Damascus, Syria – The European Union approved new sanctions against the Syrian regime on Monday.
The EU targeted 16 figures close to President Bashar al-Assad and accused them of involvement in repression against civilians, diplomatic sources reported.
The sanctions adopted by the EU’s foreign ministers in Luxembourg targeted 11 ministers in the Syrian government, established by President Assad in August, as well as 5 other figures in the regime.
The decision stipulated that the sanctions included freezing financial assets and preventing these figures from traveling to EU countries “because of their participation in repression against civilians and their political support of the Syrian regime”.
The EU approved earlier in 2013 sanctions against the Syrian regime, including arms embargo and freezing assets in the Central Bank in Europe, as well as preventing the export of luxury goods into Syria.
Noteworthy, the Syrian economy is suffering from inflation rates, especially after the regime’s loss of oil-rich areas.
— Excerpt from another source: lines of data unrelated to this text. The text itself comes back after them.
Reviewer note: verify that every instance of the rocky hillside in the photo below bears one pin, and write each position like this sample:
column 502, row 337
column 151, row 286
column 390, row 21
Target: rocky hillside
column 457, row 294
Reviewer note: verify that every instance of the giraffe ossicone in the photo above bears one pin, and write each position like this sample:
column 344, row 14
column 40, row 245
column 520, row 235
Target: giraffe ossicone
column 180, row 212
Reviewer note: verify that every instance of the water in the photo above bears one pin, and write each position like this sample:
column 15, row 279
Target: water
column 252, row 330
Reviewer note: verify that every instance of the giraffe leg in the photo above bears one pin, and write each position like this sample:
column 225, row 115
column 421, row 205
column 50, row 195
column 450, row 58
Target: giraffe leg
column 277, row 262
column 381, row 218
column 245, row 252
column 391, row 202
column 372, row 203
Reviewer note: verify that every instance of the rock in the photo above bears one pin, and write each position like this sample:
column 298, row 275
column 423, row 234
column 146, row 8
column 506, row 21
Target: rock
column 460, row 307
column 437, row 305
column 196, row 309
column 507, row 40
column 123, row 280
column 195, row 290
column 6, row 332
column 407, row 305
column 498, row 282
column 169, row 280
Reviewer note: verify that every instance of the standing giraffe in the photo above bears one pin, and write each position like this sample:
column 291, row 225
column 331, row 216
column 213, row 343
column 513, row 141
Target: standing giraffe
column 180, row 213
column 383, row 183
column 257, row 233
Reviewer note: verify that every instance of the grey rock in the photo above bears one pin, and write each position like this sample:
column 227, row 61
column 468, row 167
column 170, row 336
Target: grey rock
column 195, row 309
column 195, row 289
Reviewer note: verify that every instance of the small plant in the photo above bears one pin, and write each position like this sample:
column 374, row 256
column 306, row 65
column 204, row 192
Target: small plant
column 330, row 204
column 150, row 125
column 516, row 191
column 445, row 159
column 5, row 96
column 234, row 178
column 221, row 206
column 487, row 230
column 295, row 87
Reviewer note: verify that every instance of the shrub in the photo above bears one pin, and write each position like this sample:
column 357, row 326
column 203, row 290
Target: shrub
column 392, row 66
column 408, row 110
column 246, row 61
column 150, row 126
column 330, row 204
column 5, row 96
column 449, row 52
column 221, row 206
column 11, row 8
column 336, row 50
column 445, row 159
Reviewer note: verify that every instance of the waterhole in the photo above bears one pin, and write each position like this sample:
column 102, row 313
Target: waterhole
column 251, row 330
The Islamic State group (IS/ISIS), an al-Qaeda offshoot, took control of major oil fields in the eastern and northeastern areas of the war-torn country.
The regime of Assad has so far spent 130 billion dollar on the three-year-old war against the armed opposition, Syrian economists reported. The war has led to a decline in foreign exchange reserves at the Syrian Central Bank to less than 4 billion dollars, as well as a remarkable devaluation of the Syrian currency.
The deteriorating economic situation in the country has overshadowed the daily life of the citizens who continue to suffer under harsh living conditions.